Venu Chettan always used to joke about the chronic depressive roles that we two used to land quite regularly.
‘’What is this, it seems that we have time only to cry. I don’t think we will be saved from such roles any time soon,’’ he used to say and the entire set would burst out laughing. That was the time we used to do a lot of films together, mostly as star-crossed lovers.
I always felt comfortable on the sets if Venu Chettan was around. He was such a sweet person and was always concerned like a big brother. I had a good rapport with him. At a time when I was just starting out, it meant a lot to have someone who offers ease and comfort.
I don’t have an elder brother, so during childhood I used to think that if I had an elder brother he would have called me Jelu. Strange though it may sound, chettan used to call me Jelu right from Ulkadal, our first film together. I still vividly recall the picturisation of the song ‘Oru Vattam Koodiyen Ormakal Meyunna ...’ in the film Chillu.

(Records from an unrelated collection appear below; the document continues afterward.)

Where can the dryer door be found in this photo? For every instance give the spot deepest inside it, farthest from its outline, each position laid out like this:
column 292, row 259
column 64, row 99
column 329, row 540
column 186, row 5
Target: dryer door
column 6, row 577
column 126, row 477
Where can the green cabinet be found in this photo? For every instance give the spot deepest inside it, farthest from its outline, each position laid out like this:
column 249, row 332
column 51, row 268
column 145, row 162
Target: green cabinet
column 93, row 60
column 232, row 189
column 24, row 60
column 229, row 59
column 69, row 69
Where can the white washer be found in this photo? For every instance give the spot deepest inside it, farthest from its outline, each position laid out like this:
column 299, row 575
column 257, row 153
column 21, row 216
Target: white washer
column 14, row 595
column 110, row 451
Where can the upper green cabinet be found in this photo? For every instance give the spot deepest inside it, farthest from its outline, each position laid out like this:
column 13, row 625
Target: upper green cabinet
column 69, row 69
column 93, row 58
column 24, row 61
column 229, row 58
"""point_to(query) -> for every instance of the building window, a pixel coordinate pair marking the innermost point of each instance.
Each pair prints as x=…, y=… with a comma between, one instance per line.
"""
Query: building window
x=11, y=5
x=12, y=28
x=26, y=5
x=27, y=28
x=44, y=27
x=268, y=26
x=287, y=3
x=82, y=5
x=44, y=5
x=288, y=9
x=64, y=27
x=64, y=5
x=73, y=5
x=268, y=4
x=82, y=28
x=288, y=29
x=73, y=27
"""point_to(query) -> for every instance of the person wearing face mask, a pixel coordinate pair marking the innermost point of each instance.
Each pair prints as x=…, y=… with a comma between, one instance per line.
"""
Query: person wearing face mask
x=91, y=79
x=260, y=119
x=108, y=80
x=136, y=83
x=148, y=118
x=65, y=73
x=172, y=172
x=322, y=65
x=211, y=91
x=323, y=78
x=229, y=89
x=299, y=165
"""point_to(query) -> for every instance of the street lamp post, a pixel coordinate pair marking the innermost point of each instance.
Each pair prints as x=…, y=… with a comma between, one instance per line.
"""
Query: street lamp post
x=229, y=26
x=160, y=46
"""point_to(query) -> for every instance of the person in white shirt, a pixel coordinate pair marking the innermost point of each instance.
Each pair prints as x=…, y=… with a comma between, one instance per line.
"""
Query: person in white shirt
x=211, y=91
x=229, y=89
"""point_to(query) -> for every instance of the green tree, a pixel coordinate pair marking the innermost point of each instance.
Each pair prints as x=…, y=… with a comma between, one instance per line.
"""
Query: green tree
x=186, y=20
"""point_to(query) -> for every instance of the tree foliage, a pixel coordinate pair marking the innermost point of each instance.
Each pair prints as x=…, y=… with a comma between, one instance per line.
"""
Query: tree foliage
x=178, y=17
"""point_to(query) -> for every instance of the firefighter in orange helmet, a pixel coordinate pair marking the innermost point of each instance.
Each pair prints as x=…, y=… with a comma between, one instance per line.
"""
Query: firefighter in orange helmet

The location was the museum premises in Thiruvananthapuram. I was doing third-year BA privately and was also getting a lot of film offers. I had my feet on two boats. I found it hard to keep concentrating on both. In between shots Venu Chettan kept telling me not to drop out of studies. He kept goading me and saw to it that I completed my post-graduation.After I married and settled outside, I did not have regular contacts with him for a long time. But I was surprised when he came to my house after the death of my mother last July. I had not called him up to convey the news. He came after reading about the death in the newspapers. As he walked towards me smiling that sweet smile of his, I felt something was wrong. He could not walk properly and looked very frail. That was the first time I came to realise that he was ailing. That gesture of his touched me, it meant a lot to me.
He was in pain but still he took the trouble to come and meet me. I couldn’t thank him enough. Last time I saw him was on August 31, just before I came back to Bahrain. I went to see him in the hospital in Thiruvananthapuram with my daughter. His wife, Meera chechi, and son were there.
He had turned weaker. Meera chechi seemed to suggest that even doctors have lost hope. I sat with him for over an hour. When I was about to leave I held his hands and told him I would come back and meet him at his home. He didn’t speak, just held my hands and looked at me. His eyes seemed to say he didn’t believe what I said.